After much contemplation of the array of shiny boxes available at comfortable reaching level, I decided to go with McLean’s Extreme Clean. It looked a fair bit like McLean’s Triple Stripe, albeit minus the blue stripe. This one just has the red and white but I wasn't too concerned. I've long suspected that the blue stripe doesn't do much work anyway. It really just rides along with the other two. Social loafing, I believe it's called.
Oh, how wrong I was!
As i busted open the shiny box this morning, flipped open the lid and squeezed a helping onto my toothbrush, I could sense that something was wrong. Not only did it look different, somehow incomplete without the blue stripe, it smelt weird too. Sort of like those eucalyptus lollies my nanna used to cart around with her. But the smell was a minor issue compared to what I encountered next.
This new Extreme Clean business boasts 'micro-active foaming particles' which i assumed would be a positive attribute. I'm a fan of clean teeth and nothing gets em clean like a good foamy toothpaste. However, I was not prepared for the frothing that was to follow. As I brushed, my mouth started to fill with foam so rapidly that I had to take several spits before I’d even finished with the top left-hand side. Now, I’m a lazy crip in the mornings and more standing up/sitting down action than is absolutely necessary just makes me grumpy. It was a case of either stand up every few seconds to discard superfluous foam into the sink, or remain seated and risk having to change my entire outfit before heading to work.

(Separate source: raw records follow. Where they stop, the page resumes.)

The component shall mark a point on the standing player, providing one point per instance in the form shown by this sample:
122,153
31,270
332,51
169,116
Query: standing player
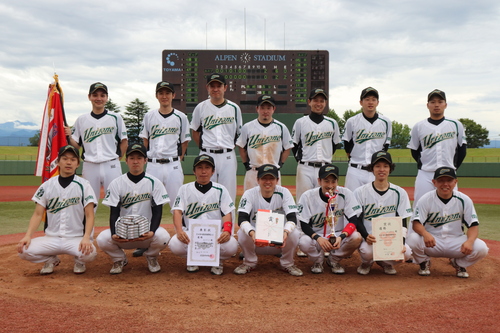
439,220
314,138
69,203
203,199
103,136
365,134
435,142
165,132
263,141
135,193
216,124
380,198
269,196
312,207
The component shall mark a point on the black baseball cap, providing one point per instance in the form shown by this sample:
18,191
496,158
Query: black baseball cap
216,77
381,155
69,148
268,169
266,99
445,172
368,91
97,86
203,158
137,147
327,170
438,92
316,92
165,84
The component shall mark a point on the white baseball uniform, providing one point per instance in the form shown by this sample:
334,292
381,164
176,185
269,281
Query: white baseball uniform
393,202
65,221
100,138
438,144
367,138
135,199
312,210
212,205
264,145
251,201
316,143
165,136
219,128
445,222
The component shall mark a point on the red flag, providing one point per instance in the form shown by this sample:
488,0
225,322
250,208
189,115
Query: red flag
52,136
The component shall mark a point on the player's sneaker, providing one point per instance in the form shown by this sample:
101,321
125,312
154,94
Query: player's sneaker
242,269
216,270
118,266
153,264
79,268
317,268
48,268
192,269
425,268
461,271
292,270
364,269
139,252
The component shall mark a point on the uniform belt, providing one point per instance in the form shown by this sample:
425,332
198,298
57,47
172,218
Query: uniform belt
163,160
217,151
314,164
359,166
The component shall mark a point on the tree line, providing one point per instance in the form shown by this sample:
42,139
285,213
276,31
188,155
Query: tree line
477,135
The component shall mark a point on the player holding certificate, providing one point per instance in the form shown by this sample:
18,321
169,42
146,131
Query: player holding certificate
380,198
268,196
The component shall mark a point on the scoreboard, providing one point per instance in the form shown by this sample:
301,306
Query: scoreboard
288,76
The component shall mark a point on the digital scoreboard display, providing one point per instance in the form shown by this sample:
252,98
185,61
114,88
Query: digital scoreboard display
288,76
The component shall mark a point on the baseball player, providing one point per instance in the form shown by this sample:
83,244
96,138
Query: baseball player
216,124
365,134
135,193
269,196
314,138
312,207
381,198
165,132
263,141
435,142
439,220
68,201
207,200
103,136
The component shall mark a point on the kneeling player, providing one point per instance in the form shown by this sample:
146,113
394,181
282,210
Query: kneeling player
135,193
438,222
269,196
380,198
69,203
313,206
213,202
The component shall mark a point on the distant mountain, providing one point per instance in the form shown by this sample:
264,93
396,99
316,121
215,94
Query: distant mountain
18,129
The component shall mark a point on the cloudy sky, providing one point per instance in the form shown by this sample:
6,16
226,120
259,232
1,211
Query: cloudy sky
403,48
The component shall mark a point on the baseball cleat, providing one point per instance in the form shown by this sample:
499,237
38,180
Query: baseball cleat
48,268
118,266
216,270
79,268
317,268
242,269
364,269
192,269
425,268
461,271
292,270
153,264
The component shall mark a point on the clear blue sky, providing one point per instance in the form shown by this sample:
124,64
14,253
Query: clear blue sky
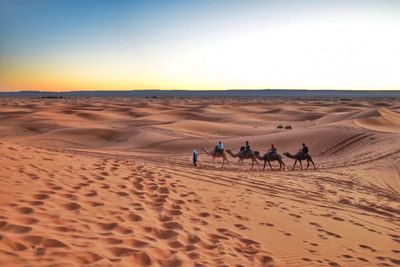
72,45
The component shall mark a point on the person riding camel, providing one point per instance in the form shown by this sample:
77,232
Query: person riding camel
245,149
303,151
272,152
219,148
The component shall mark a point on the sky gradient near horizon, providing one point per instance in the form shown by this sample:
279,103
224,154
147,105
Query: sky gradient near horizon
209,44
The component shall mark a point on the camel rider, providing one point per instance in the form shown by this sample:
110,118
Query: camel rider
219,148
304,151
272,151
246,148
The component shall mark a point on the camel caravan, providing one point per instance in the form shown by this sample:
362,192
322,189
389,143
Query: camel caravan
246,153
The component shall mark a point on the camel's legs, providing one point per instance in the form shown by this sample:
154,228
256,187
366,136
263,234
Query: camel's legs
270,165
294,165
313,163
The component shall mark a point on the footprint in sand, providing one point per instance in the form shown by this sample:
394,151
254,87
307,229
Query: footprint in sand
72,206
367,247
25,210
240,226
13,228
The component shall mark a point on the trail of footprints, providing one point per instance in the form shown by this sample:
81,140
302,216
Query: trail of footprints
148,227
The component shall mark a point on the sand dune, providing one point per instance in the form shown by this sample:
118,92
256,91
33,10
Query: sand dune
109,182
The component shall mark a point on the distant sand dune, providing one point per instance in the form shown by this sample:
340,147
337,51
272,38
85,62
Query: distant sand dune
109,182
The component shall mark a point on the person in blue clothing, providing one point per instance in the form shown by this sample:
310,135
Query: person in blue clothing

After filling the sink almost to overflowing with pink foam (that's another thing the blue stripe does - stops the process of teeth cleaning from being too girly) I finally reached the end of my task and was ready to assess the Extreme Clean experience. Here's my verdict:
SODDING TERRIBLE!
Now if you'll excuse me, I'm off to the supermarket to flirt with the boys in fruit and veg and reacquaint myself with my old friend McLean’s Triple Stripe. That is, if she'll have me back.